Thousands of people protested in the Syrian city of Deraa on Sunday as a government delegation arrived to pay condolences for victims killed by security forces in demonstrations for freedom this week, residents said.

The demonstration marks the third day of protests in Deraa, a main city in the strategic Hauran plateau where security forces earlier killed at least six protesters this week.

The witnesses in Daraa say protesters are angry about mass arrests and are calling for officials involved in the violence to be fired. They spoke on condition of anonymity for fear of retribution.

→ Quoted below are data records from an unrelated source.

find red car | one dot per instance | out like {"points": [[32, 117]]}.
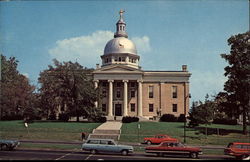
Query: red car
{"points": [[237, 149], [158, 139], [174, 148]]}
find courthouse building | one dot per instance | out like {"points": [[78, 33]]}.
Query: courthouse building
{"points": [[128, 90]]}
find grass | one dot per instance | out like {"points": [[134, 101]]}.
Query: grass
{"points": [[56, 131], [50, 146], [71, 131]]}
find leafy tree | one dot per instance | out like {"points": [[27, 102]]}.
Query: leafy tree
{"points": [[238, 72], [15, 90], [68, 86]]}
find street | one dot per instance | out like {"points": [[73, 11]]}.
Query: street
{"points": [[42, 154]]}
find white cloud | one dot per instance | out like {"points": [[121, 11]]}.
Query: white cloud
{"points": [[26, 75], [142, 44], [202, 83], [88, 49], [85, 49]]}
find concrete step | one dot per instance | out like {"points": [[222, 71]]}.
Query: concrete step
{"points": [[116, 137], [106, 131]]}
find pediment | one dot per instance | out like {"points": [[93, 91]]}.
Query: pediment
{"points": [[117, 68]]}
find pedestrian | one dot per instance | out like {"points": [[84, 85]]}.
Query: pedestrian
{"points": [[83, 136]]}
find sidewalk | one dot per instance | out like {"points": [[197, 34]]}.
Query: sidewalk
{"points": [[119, 142], [110, 125]]}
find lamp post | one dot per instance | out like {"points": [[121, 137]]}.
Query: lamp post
{"points": [[185, 105]]}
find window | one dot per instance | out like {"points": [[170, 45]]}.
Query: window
{"points": [[174, 107], [104, 84], [118, 84], [118, 93], [104, 93], [132, 93], [132, 107], [93, 141], [103, 107], [62, 107], [151, 107], [151, 92], [174, 91], [104, 142]]}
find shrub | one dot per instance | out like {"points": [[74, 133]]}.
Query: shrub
{"points": [[64, 117], [181, 118], [129, 119], [52, 117], [168, 118], [101, 119], [225, 121]]}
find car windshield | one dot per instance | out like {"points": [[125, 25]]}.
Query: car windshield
{"points": [[111, 143], [229, 145]]}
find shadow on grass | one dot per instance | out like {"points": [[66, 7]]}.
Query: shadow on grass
{"points": [[211, 131], [217, 131]]}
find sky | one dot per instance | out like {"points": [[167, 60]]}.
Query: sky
{"points": [[167, 35]]}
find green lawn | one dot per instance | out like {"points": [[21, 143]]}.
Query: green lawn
{"points": [[71, 131], [57, 131]]}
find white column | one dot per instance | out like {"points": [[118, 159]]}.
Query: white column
{"points": [[125, 98], [139, 98], [96, 85], [110, 110]]}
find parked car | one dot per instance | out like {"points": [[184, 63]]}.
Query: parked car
{"points": [[237, 149], [157, 139], [174, 148], [106, 145], [8, 144]]}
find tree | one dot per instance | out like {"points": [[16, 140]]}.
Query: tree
{"points": [[202, 113], [15, 90], [68, 86], [238, 72]]}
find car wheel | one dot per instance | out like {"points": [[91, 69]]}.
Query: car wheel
{"points": [[124, 152], [4, 147], [93, 151], [193, 155], [244, 156]]}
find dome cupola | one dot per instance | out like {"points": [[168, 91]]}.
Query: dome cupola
{"points": [[120, 50]]}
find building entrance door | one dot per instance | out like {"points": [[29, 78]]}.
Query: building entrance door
{"points": [[118, 109]]}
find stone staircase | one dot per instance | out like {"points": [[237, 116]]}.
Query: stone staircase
{"points": [[108, 130]]}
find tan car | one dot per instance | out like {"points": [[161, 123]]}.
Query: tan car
{"points": [[237, 149]]}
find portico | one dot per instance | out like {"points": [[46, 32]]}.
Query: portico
{"points": [[117, 103]]}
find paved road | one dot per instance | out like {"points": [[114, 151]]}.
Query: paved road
{"points": [[29, 154]]}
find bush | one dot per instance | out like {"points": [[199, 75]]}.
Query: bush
{"points": [[168, 118], [129, 119], [52, 117], [101, 119], [225, 121], [64, 117], [181, 118], [12, 117]]}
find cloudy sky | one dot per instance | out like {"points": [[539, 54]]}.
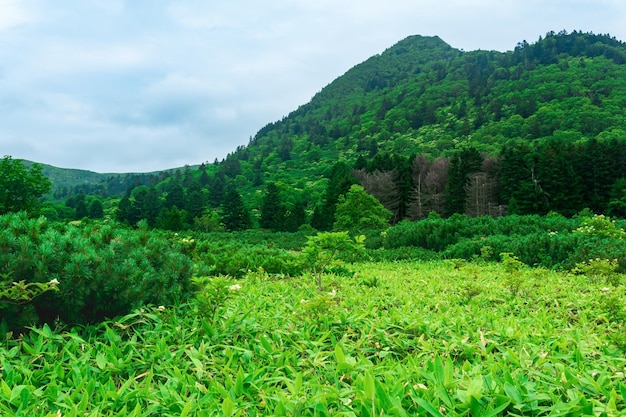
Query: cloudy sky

Activists in Damascus in contact with Daraa residents said police fired tear gas and bullets in the air to disperse the protesters. The report could not be immediately confirmed.

Children prisoners

The Syrian government says it will release 15 children whose arrest helped fuel several days of protests

An official statement released on Sunday said the children, who had written pro-democracy graffiti inspired by the uprisings in Tunisia and Egypt, would be released immediately.

Their release would be a rare concession from Syria’s ruling hierarchy, which rarely responds to popular pressure. But it has done little to deter protesters in the southern city of Daraa: Thousands of them took to the streets again on Sunday, angered by the deaths caused when security forces shot into a crowd on Friday.

Two of those people were buried in Daraa on Saturday; thousands of attendees at their funeral chanted “revolution.”

On Saturday, Syrian authorities announced that they would establish a commission of inquiry into the violence.

Daraa has seen the largest protests in the country. Smaller demonstrations have erupted in Damascus, the central city of Homs, and the port city of Banias.

Daraa is primarily an agricultural community, and the economy has been hurt by falling water levels in recent years. The region also houses thousands of people who left their homes in eastern Syria because of an ongoing water crisis.